If anyone has further suggestions on how to maximize training speed under tight VRAM constraints, I’d really appreciate your input!

I’ve already experimented with:

  • Automatic Mixed Precision (AMP)
  • TF32 mode
  • non_blocking=True on .to()
  • cudnn.benchmark = True
  • torch.compile()
  • Memory pinning and prefetching in the DataLoader

Are there other techniques—maybe less common—that could help reduce memory overhead or improve throughput without sacrificing too much accuracy?
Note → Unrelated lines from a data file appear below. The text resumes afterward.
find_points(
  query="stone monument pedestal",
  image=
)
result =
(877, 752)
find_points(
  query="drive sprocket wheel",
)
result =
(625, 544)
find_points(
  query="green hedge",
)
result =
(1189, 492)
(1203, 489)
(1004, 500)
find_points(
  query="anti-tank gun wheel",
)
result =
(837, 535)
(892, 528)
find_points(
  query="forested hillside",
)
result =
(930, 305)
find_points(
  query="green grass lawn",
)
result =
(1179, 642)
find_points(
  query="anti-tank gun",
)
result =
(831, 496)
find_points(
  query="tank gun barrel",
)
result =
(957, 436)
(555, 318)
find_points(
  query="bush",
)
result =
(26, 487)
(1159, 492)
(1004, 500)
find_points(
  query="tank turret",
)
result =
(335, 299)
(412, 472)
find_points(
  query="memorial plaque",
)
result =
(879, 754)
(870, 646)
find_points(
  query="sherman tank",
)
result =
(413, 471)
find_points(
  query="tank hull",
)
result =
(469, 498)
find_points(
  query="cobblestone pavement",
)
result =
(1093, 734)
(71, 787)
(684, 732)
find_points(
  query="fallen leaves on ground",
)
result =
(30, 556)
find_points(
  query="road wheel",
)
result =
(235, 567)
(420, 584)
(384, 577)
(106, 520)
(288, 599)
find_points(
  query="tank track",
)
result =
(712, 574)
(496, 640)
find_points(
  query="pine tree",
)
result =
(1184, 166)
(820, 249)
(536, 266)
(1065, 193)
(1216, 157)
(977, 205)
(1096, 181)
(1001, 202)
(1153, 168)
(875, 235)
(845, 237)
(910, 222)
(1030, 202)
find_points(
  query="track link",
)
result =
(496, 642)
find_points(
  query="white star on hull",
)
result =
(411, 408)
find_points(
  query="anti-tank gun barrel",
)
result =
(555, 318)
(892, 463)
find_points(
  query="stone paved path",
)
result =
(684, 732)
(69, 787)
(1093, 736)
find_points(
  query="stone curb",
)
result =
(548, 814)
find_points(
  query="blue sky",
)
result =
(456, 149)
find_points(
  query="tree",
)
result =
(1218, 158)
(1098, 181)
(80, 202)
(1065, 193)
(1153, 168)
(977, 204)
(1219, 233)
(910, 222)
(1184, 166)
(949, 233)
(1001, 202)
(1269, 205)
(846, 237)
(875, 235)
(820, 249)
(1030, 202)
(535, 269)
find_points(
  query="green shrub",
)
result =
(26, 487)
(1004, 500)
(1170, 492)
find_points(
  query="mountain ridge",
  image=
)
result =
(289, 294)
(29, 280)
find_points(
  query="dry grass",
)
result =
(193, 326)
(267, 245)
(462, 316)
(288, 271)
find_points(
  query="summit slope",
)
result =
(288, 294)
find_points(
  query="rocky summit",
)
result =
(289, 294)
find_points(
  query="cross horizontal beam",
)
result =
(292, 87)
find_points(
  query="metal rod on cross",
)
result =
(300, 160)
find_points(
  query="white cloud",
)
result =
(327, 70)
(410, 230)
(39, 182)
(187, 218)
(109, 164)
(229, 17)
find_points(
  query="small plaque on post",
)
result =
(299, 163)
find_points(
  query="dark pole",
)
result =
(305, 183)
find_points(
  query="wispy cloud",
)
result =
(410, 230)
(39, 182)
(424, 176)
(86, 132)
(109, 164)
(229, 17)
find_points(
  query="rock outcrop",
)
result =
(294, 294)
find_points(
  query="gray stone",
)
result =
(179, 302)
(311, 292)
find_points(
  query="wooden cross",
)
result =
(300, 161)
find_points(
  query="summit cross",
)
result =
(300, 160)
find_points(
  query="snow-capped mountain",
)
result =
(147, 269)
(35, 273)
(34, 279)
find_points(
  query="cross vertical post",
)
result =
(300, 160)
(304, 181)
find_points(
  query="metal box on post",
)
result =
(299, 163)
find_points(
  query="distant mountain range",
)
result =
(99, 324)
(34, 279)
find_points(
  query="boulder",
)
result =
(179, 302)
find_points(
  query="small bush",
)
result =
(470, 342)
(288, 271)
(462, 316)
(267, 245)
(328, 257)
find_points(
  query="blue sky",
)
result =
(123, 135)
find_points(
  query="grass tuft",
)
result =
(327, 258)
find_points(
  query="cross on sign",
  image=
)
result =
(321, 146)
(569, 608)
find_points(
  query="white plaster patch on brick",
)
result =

Thanks again for all the great insights so far!

Thanks for the additional tests! Indeed you might be running OOM on your GPU but since you are using Windows the OS will offload device data to the host behind your back causing a large slowdown. You could disable this Windows feature and check if a proper OOM error message would be raised.